Неправда, не все было серым. Хотя ярких воспоминаний немного, от силы два-три, а остальное — грязная мостовая, влажный булыжник, ночь. А еще меня неотвязно преследовал образ мамы. Щуплая, с проседью, в сереньком платье, с серым цветом лица и с честолюбивой мечтой, чтобы я «вышел в люди». Разве в наших силах куда бы то ни было выйти? А потом контора, списки присутствующих, политические споры с сослуживцем, ссоры, примирения после работы, в сумерках, за аперитивом. Сколько темных промежутков, какая темнота — все потому, что я перебирал спиртного, а спиртное стирает образы. То тут, то там смутный свет, полусвет в пелене темноты. А еще были революции, и гражданские войны, и та зуботычина. Много всего происходило вокруг меня. Без меня. Хотя мне было интересно. Были трупы. Были революционные марши, гневные люди. Убитый юноша на тротуаре, окруженный соседями с той самой улицы, которая потом так изменилась. Те старички, пенсионер с женой, — такие худенькие, тщедушные. Неужели все это было? Все прошло, как не было. А у того седоусого старичка, кажется, была еще борода? Или маленькая бородка? Или только усы? Какая была славная улица до революции, мирная, с теми старичками, с тем хромым русским. Я ее недооценивал. Слонялся по всему кварталу. Там был проспект, высились заводы, а наша улица жила как-то в стороне. Мне бы следовало гулять по ней гораздо чаще, использовать эту возможность. Надо было сходить повидаться с друзьями, навестить сослуживцев по конторе. Я ведь и собирался. Да, все исчезло. Всё. Я чувствовал какое-то странное сожаление, горечь, подступавшую словно из желудка. Я столько всего видел. Ружья, поднятые кулаки, вытянутые руки, всевозможные салюты. Трогательно. Жизни, которую я вел у себя в квартире, не хватало разнообразия. Я очень скучал. Как права была Ивонна, что ушла. Ивонна или Мари… Я сам снес ее чемоданы на улицу, помог водителю поставить их в багажник. Прекрасно помню. Не такая уж у меня скверная память. Что еще было? Что еще? Учитель в школе, он был директором, седина в волосах, черные усы. «Я всего добился своими силами, я сам себя воспитал», — думал я, а потом услышал: «Из вас ничего не выйдет, друг мой, попомните мои слова, я не вечен, но из вас, попомните, ничего не выйдет». Он ткнул в меня пальцем, обращаясь к маме. «Из него ничего не выйдет», — безжалостно сказал он, не оставляя ей иллюзий, и плевать ему было, что у нее на глазах слезы.

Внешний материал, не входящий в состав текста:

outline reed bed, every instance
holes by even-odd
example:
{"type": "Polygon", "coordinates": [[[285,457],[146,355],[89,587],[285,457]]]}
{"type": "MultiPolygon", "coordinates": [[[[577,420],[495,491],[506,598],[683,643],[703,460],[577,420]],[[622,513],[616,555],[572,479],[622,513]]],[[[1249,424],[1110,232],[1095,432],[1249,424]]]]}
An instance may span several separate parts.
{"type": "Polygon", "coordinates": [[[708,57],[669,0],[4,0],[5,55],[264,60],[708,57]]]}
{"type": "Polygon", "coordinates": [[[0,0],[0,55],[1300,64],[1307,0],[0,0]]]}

Но главное, я ощущал, что мне чего-то не хватало. В сущности, хорошо было бы, да, если бы я мог чем-то заполнить каждое мгновение. Я даром растратил поток жизни. Это все равно бы кончилось. Но сохранившиеся у меня воспоминания превратились в картинки в рамах памяти. Картины, немного расплывчатые, немного потемневшие от забывчивости. Забывчивость была как черные пятна, скрывавшие от меня изображение. Вечно это чувство, будто чего-то не хватает, постоянно не хватает. А чего не хватало? Чего же мне не хватало? Я хотел знать все. Этого мне и не хватало. Знания. Знания обо всем. Я был невеждой, но не настолько, чтобы не чувствовать своего невежества. А ученые — знают ли они хоть что-нибудь? Хватает ли им этого? А что сверх того? Может быть, деревья знают больше. Многое знают животные. Я не сделал ни малейшего усилия, потому что чувствовал, что узнать ничего невозможно. И с этим я не мог примириться. Может быть, в один прекрасный день люди узнают всё. Другие люди. На мне тяжким грузом лежала усталость. Усталость бессилия. Да, были миллиарды и миллиарды людей. Миллиарды людей жили на свете — и всеобщая тоска. Каждый, как Атлас, нес на себе всю тяжесть мира, каждый, словно один на свете, изнемогал под бременем непознаваемого. Утешала ли меня мысль, что самый великий ученый — такой же невежда, как я, и сознает это? Но так ли это?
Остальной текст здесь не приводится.